The contemporary world is characterised among other things by a greater spatial integration and the consequences flowing from this phenomenon. In fact one could argue that much of our contemporary preoccupations are with problems and conflicts related to space - the manner in which it is produced, organised, controlled, inhabited, eroded, displaced. Spatial issues, as for instance mass migration, megacities, environmental degradation, border conflicts and geopolitics, influence significantly our lived experience as well as our mental conceptions. Outer space and cyberspace are additional spatial dimensions that fuel our perceptions of the present. Spatial transformations also mark the processes connecting the past to the present, the rural habitat to the urban milieu, the landscape to the cityscape, the periphery to the centre, the erstwhile colony to the 'third world' country / tourist attraction / war zone. Can then the study of spatial configurations, real or imagined, help us to understand the dynamics of the present?
Space is understood here not merely as place but as place inhabited and animated by a network of social relations and practices. In this sense the focus is not on space as a physical entity with quantitative properties but on topological space that draws attention to its qualitative properties, its constitutive elements, connections and convergences, continuities and discontinuities, which therefore also incorporates the dimension of time, of change and of history. Central to such a notion of space has also to be the critical engagement with the spatial notions that inform colonial and imperialist discourses of the past and the present.

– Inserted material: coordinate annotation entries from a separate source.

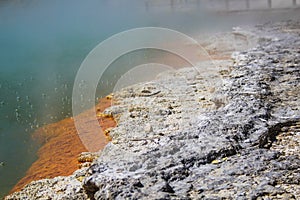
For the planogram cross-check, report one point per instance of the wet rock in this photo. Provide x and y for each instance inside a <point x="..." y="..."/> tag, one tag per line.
<point x="239" y="142"/>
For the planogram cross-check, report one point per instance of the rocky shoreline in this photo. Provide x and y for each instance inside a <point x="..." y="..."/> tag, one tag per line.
<point x="231" y="131"/>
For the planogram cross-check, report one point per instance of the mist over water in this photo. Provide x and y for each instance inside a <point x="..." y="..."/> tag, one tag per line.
<point x="43" y="43"/>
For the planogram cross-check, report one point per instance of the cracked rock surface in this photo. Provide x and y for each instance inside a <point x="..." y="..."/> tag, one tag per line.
<point x="231" y="131"/>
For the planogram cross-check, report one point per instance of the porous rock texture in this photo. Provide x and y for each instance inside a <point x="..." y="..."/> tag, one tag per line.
<point x="231" y="131"/>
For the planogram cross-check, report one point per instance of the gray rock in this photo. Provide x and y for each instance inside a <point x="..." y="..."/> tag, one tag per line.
<point x="211" y="136"/>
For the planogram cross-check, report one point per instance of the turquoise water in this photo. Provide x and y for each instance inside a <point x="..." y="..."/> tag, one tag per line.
<point x="42" y="44"/>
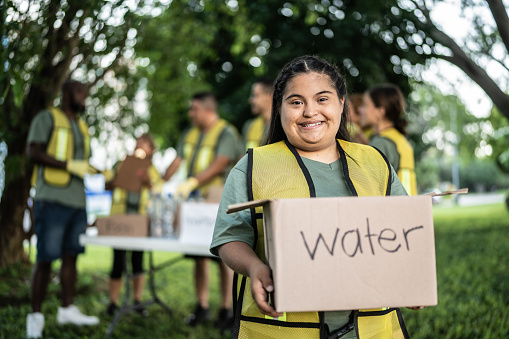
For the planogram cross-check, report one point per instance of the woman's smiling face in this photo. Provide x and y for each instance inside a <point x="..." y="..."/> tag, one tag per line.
<point x="311" y="112"/>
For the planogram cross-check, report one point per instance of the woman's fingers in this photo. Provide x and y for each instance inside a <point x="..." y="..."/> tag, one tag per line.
<point x="261" y="285"/>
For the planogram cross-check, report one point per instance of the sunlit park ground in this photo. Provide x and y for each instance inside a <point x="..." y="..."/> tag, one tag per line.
<point x="472" y="248"/>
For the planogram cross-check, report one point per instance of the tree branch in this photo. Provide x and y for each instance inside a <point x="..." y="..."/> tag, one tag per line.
<point x="499" y="13"/>
<point x="465" y="63"/>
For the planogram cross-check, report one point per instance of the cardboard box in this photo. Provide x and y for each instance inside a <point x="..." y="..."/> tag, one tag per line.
<point x="350" y="252"/>
<point x="127" y="225"/>
<point x="196" y="222"/>
<point x="127" y="175"/>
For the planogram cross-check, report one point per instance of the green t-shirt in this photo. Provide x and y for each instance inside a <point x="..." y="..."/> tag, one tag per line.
<point x="227" y="145"/>
<point x="388" y="148"/>
<point x="329" y="181"/>
<point x="72" y="195"/>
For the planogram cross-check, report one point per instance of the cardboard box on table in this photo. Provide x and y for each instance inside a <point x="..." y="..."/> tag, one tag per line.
<point x="349" y="252"/>
<point x="127" y="225"/>
<point x="195" y="221"/>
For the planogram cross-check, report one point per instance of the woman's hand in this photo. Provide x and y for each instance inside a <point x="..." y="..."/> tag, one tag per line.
<point x="261" y="285"/>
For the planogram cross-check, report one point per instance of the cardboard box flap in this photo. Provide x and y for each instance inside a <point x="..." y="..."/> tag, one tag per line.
<point x="244" y="205"/>
<point x="460" y="191"/>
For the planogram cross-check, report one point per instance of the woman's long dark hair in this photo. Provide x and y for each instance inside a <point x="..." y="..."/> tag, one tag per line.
<point x="305" y="64"/>
<point x="389" y="97"/>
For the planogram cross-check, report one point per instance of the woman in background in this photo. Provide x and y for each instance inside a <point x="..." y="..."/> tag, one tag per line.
<point x="383" y="108"/>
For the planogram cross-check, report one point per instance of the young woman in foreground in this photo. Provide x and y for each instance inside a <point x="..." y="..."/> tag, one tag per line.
<point x="307" y="155"/>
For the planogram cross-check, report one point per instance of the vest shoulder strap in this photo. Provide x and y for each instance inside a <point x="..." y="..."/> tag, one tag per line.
<point x="366" y="169"/>
<point x="60" y="120"/>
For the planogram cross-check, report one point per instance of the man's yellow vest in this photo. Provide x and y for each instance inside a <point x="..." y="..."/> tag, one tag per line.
<point x="61" y="147"/>
<point x="277" y="171"/>
<point x="119" y="195"/>
<point x="205" y="154"/>
<point x="255" y="133"/>
<point x="406" y="170"/>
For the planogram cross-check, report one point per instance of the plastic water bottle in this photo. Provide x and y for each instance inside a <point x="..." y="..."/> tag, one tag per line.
<point x="155" y="211"/>
<point x="168" y="210"/>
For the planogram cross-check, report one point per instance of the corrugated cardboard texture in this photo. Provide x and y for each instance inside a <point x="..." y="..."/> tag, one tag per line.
<point x="127" y="177"/>
<point x="197" y="220"/>
<point x="351" y="253"/>
<point x="128" y="225"/>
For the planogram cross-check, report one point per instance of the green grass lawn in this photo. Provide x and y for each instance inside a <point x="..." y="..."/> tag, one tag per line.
<point x="472" y="248"/>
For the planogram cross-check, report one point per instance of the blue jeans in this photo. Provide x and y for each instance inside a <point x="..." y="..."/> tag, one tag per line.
<point x="58" y="228"/>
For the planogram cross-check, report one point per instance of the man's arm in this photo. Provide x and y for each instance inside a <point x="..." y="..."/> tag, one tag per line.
<point x="170" y="171"/>
<point x="37" y="153"/>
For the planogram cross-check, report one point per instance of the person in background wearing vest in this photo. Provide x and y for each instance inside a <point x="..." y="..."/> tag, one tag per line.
<point x="208" y="148"/>
<point x="354" y="126"/>
<point x="383" y="108"/>
<point x="126" y="202"/>
<point x="59" y="145"/>
<point x="254" y="131"/>
<point x="305" y="156"/>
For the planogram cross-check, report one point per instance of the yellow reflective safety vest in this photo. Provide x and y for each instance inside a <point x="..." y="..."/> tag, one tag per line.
<point x="255" y="133"/>
<point x="199" y="157"/>
<point x="119" y="195"/>
<point x="406" y="170"/>
<point x="277" y="171"/>
<point x="61" y="147"/>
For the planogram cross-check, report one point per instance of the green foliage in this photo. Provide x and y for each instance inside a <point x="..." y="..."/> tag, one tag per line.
<point x="472" y="275"/>
<point x="221" y="47"/>
<point x="483" y="175"/>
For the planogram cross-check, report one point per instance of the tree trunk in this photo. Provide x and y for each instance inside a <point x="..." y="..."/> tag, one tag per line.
<point x="12" y="209"/>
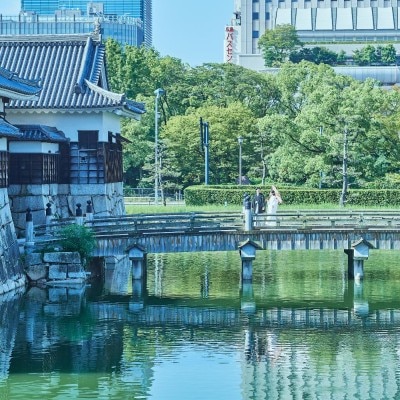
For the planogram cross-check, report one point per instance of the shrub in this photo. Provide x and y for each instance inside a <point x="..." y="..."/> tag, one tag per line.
<point x="78" y="238"/>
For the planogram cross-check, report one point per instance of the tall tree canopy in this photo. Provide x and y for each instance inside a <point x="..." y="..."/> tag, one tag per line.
<point x="293" y="123"/>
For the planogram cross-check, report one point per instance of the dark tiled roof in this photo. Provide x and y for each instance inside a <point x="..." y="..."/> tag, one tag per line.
<point x="71" y="70"/>
<point x="18" y="87"/>
<point x="41" y="133"/>
<point x="8" y="130"/>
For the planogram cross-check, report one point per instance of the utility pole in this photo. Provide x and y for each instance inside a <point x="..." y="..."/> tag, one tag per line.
<point x="342" y="201"/>
<point x="204" y="143"/>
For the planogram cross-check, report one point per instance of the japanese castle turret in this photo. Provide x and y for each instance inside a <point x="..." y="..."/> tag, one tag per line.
<point x="11" y="269"/>
<point x="70" y="147"/>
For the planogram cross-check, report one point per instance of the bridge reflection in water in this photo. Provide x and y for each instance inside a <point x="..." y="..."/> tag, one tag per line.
<point x="300" y="330"/>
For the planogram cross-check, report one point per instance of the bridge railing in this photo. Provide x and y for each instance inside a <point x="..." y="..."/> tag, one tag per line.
<point x="148" y="224"/>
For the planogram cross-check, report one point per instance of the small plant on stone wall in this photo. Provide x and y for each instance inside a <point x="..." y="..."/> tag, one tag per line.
<point x="78" y="238"/>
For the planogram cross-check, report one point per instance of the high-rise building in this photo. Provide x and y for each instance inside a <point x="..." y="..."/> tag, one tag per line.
<point x="336" y="24"/>
<point x="122" y="10"/>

How is space in this sense, more specifically social space in the contemporary world, envisioned? How is it constructed in the so-called spatial disciplines, such as geography, and how in those with more temporal concerns, such as history? What forms does it take in the imagined spaces in literary texts, in works of art, in theatre and cinema? What are the poetics and politics of such spatial configurations?
The conference aims to bring together interdisciplinary and comparative perspectives on space as lived experience and imagined projections in literature, the arts, and film as well as in the social sciences. It wishes to explore whether and in what way such perspectives contribute to our understanding of the contemporary world.